Stocks are higher this morning on no real news. Bonds and MBS are flat.

 

Donald Trump got into it with Democrats on live TV yesterday over funding for the wall. He said he would be “proud” to do a partial government shutdown in order to obtain funds for border security. “Partial government shutdown” all but screams that this shutdown will be symbolic only – usually the only thing they shut down are the monuments around DC – but that doesn’t always happen. As a general rule, the mortgage market should not be affected, but things like tax transcripts etc could be delayed. This sounds like it is all for show as both parties play to their respective bases.

 

Inflation at the wholesale level came in a hair above expectations, with the headline producer price index rising 0.1% MOM /  2.5% YOY. Ex-food and energy, the number was 0.3% / 2.7%. The Fed doesn’t necessarily put a lot of stock in the PPI, but it does show that inflation is beginning to creep above the Fed’s target of 2%. Building labor costs (which not only show up in direct wages, but also inputs like transportation) are being offset somewhat by declining commodity prices and strength in the US dollar.

 

Home prices rose 5.4% YOY in October, according to CoreLogic. “Rising prices and interest rates have reduced home buyer activity and led to a gradual slowing in appreciation.

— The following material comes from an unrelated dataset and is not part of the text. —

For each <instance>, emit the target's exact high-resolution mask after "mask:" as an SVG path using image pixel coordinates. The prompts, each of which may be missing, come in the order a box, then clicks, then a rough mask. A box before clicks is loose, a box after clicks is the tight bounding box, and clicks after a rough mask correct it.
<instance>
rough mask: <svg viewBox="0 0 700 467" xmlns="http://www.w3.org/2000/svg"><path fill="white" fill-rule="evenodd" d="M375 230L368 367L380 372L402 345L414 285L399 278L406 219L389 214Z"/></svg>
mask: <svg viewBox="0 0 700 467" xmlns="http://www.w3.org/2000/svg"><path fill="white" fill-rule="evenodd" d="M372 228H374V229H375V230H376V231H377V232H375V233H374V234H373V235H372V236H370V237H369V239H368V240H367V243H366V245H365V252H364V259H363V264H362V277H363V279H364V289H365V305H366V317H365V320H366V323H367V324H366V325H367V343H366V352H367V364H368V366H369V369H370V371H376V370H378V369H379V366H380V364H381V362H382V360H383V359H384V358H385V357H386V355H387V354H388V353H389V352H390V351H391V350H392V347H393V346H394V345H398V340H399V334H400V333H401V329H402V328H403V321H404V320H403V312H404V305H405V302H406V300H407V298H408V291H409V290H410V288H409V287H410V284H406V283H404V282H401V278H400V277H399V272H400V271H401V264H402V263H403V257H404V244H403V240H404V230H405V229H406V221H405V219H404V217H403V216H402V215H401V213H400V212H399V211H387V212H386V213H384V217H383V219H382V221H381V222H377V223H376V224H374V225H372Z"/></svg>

October’s mortgage rates were the highest in seven and a half years, eroding buyer affordability. Despite higher interest rates, many renters view a home purchase as a way to build wealth through home-equity growth, especially in areas where rents are rising quickly. These include the Phoenix, Las Vegas and Orlando metro areas, where the CoreLogic Single-Family Rent Index rose 6 percent or more during the last 12 months.”

 

CoreLogic estimates that 35% of all MSAs are overvalued, including the NY-NJ-LI area. This is interesting given that this area has barely rebounded off the 2012 lows, and has massively underperformed the rest of the US. This is evidence of the lack of wage growth in this area, primarily driven by secular changes in the financial services industry. Some of this was undoubtedly being driven by 0% interest rates, but a lot of it is technology replacing people.